VMware introduced the ability to double-encapsulate layer 2 frames in via the "Access VLAN" option for VRF instances in NSX Data Center: https://docs.vmware.com/en/VMware-NSX-T-Data-Center/3.2/administration/GUID-4CB5796A-1CED-4F0E-ADE0-72BF7B3F762C.html
Q-in-VNI provides a capable infrastructure engineer the ability to to construct straightforward multitenant constructs. From the documentation and previous testing, we have demonstrated its capability outside of Layer 3 constructs. The objective of this post is to examine and test these capabilities with Tier-0 VRFs:
NSX Data Center provides the ability to pass a tag inside of a segment, which enables a few interesting design patterns:
- Layer 3 VPN to customer's campus, with each 802.1q tag delineating a separate "tenant", e.g. PCI/Non-PCI
- Inserting carrier workloads selectively to specific networks
- Customer empowerment - let's enable the customer to use their cloud how they please
To validate this hypothesis, we will leverage the following isolated topology:
Note: VRF-Lite is required for this feature!
Q-in-VNI on NSX-T Routers
When configuring an interface on a VRF, the following option (Access VLAN ID) becomes available. Select the appropriate "inside" VLAN for each sub-interface:
We then configure the sub-interfaces - the tenant VM is unaware that it's being wrapped into an overlay:
Unsurprisingly, this feature just works. NSX-T is designed to provide a multi-tenant cloud-like environment, and VLAN caps are a huge problem in that space. In this example, we created 2 subinterfaces in the same VRF - normally tenants would not share a VLAN.
Q-in-VNI Design Patterns
Offering Q-in-VNI on a Tier-0 solves valuable use cases for multi-tenant platform services. The primary focus of these solultions is customer empowerment - VMware isn't taking sides on matters of :"vi vs emacs", "Juniper vs Cisco", etc. Instead, we as CSPs can provide a few design patterns that enable a customer to leverage their own chosen methods, or even to allow an ISP to integrate crisply and effectively with their telecommunications services.
NSX-T has some fairly small scalability limits for CSPs leveraging the default recommended design pattern (160 standalone Tier-0s), and the ultimate best solution is to leverage multiple NSX Data Center instances to accommodate. If the desired number of tenants is above, say, twice that, the VRF-Lite feature allows an infrastructure engineer to deploy 100 routing tables per Tier-0.
VRF-Lite enables scaling to 4,000 Tier-1 gateways at this level, and a highly theoretical maximum of 160,000, but the primary advantage of this approach is that customers can bring their own networking easily and smoothly, front-ending NSX components with their preferred Network OS. Customers and Infrastructure engineers extend the feature set and reducing strain on NSX at the same time, creating a scenario where both the customer and the infrastructure benefit cooperatively.

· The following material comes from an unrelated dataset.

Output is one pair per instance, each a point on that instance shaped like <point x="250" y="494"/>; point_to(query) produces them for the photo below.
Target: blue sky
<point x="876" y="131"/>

Note: VMware's current configuration maximums are provided here: https://configmax.esp.vmware.com/guest?vmwareproduct=VMware%20NSX>
VRF-Lite can also be built to provide a solution where customers can "hair-pin" their tenant routing tables to a virtual firewall over the same VN-Segment. Enterprise teams leveraging NSX Data Center benefit the most from this approach, because common virtual firewall deployments are limited by the number of interfaces available on a VM. This design pattern empowers customers by permitting infrastructure engineers to construct thousands of macrosegmentation zones if desired.
Q-in-Q on NSX-T Routers
Time to test out the more complex option!
When I attempt to configure an internal tag with VRF-Lite subinterfaces, the following error is displayed:
Sadly, it appears that Q-in-Q is not supported yet, only Q-in-VNI. Perhaps this feature will be provided at a later date.
Here's the VyOS configuration to perform Q-in-Q:
- Learn, hypothesize, test is an important cycle for learning and design, and this is why we build home labs. NSX Data Center appeared to support Q-in-Q tagging - but the feature was ultimately for passing a trunk directly to a specific VLAN ID in a port-group.
- vSphere vDS does not appear to allow Q-in-Q to trunk outwards to other port-groups that do not support VLAN trunking, either.
- Make sure that MTU can hold inner and outer header without loss. I set the MTU to 1700, but you only need 16 bytes of extra MTU for the 802.1q header.